梢も俺もしばらくその様子を見ていたが、やがて子どもたちの中に、見慣れた顔があるのに気がついた。
「あれ、うちの幹也だよね」
日に焼けた肌の、小柄な男の子が沢宮さんにじゃれつき、くっついて離れない。
梢が苦笑した。
「あのエロガキ……」
梢の家についても、俺は長居をするつもりはなかった。玄関で母親にお礼を言って、すぐ帰ろうとすると、浴室のほうからシャワーの音が聞こえてきた。
戸がガラガラと開いて、短パン一丁の幹也が飛び出してきた。
「よう、克彦」
両親のいないところではタメ口である。この辺の裏表は、梢と姉弟だなあと思わされる。
とととっと走ってきて、ちょいちょいと俺を指で差し招いた。
「何だよ」
腰を屈めて顔を近づけてやると、耳元に口を寄せて囁いてきた。
「お姉ちゃん、けっこう胸あるぜ」
俺は返答に詰まってむせ返った。梢に聞かれないように声を潜める。
「何で知ってんだお前」
へへへ、と幹也はいやらしく笑って言った。
「今、お風呂で体洗ってもらったらさ、巻いてたバスタオル外れちゃったんだ、ちょっとだけ」
「なんだとお!」
つい大きな声を出してしまい、何だ何だと梢がやってきた。
いや何でもないとごまかす俺と幹也を見比べて、呆れたように溜息をついた。
「何ムキになってんのよ」
「むきになってやしないけどさ」
幹也が俺の腰辺りをバンと叩いた。
「ムリすんなって」
何を、と幹也に尋ねる梢に、再び何でもないとごまかしていると、浴室の戸が急に開いた。
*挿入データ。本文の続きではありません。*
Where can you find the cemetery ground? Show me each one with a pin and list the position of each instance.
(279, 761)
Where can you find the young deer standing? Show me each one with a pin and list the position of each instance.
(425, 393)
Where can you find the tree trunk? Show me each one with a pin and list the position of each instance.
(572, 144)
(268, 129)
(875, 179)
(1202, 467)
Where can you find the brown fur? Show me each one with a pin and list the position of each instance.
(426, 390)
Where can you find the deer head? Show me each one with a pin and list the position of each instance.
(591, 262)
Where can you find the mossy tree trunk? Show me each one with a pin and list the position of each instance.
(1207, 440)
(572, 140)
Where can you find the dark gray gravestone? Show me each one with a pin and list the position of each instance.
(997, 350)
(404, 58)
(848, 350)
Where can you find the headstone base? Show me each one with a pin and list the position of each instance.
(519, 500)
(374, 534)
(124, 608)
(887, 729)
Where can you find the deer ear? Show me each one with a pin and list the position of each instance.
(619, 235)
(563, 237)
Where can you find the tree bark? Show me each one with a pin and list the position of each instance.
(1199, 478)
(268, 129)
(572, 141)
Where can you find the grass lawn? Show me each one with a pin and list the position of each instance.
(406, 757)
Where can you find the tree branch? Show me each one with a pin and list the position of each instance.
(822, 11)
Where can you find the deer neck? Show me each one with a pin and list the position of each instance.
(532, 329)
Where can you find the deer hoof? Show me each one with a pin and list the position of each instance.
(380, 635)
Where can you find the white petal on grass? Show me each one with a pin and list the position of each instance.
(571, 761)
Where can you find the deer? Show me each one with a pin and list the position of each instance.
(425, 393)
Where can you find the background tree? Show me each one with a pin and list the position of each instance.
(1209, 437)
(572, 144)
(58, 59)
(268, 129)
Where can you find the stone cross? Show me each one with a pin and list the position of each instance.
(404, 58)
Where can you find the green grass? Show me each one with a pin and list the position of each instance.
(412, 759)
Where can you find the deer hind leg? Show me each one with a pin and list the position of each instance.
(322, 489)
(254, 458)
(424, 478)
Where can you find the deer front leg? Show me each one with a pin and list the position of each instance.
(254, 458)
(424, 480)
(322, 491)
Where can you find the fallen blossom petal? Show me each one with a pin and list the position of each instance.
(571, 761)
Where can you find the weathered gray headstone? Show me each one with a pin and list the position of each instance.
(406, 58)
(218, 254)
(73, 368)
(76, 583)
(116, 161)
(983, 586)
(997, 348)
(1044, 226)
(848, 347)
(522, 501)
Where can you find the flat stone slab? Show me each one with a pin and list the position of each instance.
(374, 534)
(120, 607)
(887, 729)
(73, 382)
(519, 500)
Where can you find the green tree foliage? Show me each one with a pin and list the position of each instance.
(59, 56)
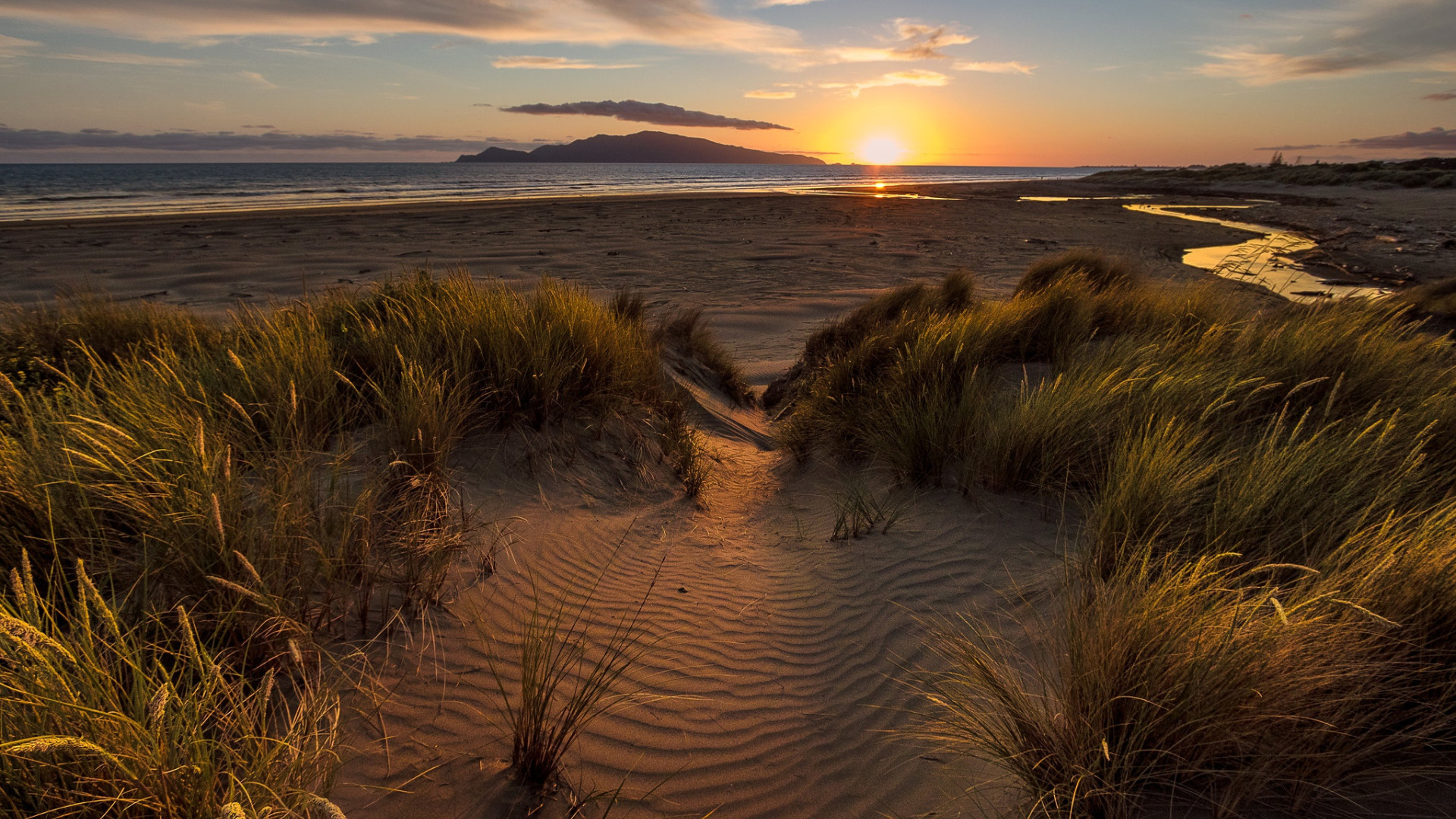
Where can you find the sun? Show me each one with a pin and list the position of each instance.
(881, 150)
タンクトップとキュロットに着替えた沢宮さんが、タオルを肩にかけて出てくる。
俺の脳裏に、再びあの月下の幻が浮かんだ。
「あ、境君? こんにちは……」
「沢宮さん、あの、いいいいいいいつお帰りに……」
「私たち、びしょぬれだったので勝手口から……」
「失礼します!」
俺は大槻家の玄関を飛び出して、転がるように駆け出した。